Floyd referenced 1 Corinthians 12:26 in calling for Southern Baptists to understand and work to alleviate the pain of racism and injustice within the body of Christ.
“With heavy hearts, we recognize the deep pain and hurt that has come to many of our African American brothers and sisters. The recent events in America have reawakened many of their greatest fears. Their wounds from the past run deep,” Floyd wrote. “Without relationships and conversations, we will never understand one another. Because you hurt, we hurt with you today. We are a part of the same body of Christ, His church, which is to be a picture of the multi-faceted wisdom of God.
“We are not black Christians. We are not white Christians. We are not Latino Christians. We are not Asian Christians. We are not Native American Christians,” Floyd wrote. “We are Christians! We are followers of Jesus Christ.”
Floyd encouraged Southern Baptists to combat racism as the convention has fought other sins.
“Southern Baptists have always been a prophetic voice crying out against matters such as the evil of abortion, the persecution of Christians around the world, the tragedy of human trafficking, or the sexual sins from adultery to homosexuality,” Floyd wrote. “All racism and injustice [are] sin. All ethnicities are capable of committing the sin of racism. Pastors, churches, leaders, and laypeople of the Southern Baptist Convention, the time is now for us to repent personally and collectively of all racism and injustice. Silence is not the answer and passivity is not our prescription for healing.”
Turner, pastor of Mesquite Friendship Baptist Church in Mesquite, Texas, and a former president of the Southern Baptists of Texas Convention, participated in the conference call and signed Floyd’s declaration.
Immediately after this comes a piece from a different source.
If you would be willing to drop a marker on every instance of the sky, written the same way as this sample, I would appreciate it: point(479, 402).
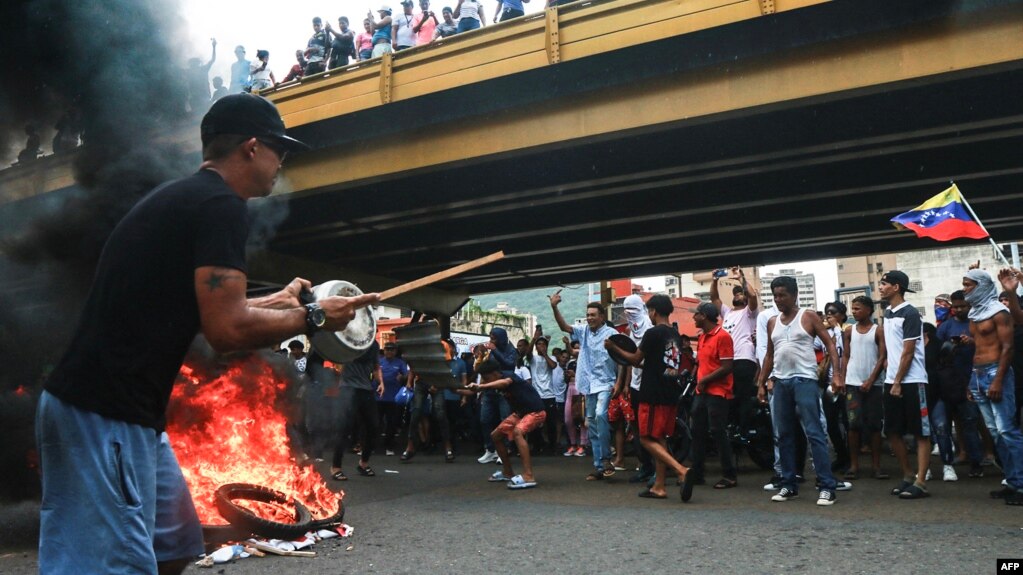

Without racial reconciliation, the U.S. will not experience the revival for which Southern Baptists have long prayed, Turner said.
“We’ve come to a point where, if we’re going to have revival in our country, then our convention will have to address the issue of racism that has been prevalent in our country since the 1600s and has kept us as a people divided,” Turner told Baptist Press. “Until we can come together as a unified people of God … [and] deal with that issue, true revival can’t come, because it won’t provide the oneness that God requires of His people.”
Racism has been America’s shame for generations, said Turner, who recalls having to enter the back doors of restaurants and not being allowed to ask for a seat, simply because of his race. The sin of racism has hindered the U.S. as a whole, he said.
“I believe that [racism] has been the nemesis and the shame of America, because when it came to difficult positions of where we stood, we didn’t have a clear understanding of biblically what racism was doing to us, even in the days of slavery,” Turner said. “The Civil War was started over the issue of where the Bible stood on slavery, and even today, many people are still dealing with unregenerate hearts that have trickled down from the Jim Crow laws as well as from the days of slavery.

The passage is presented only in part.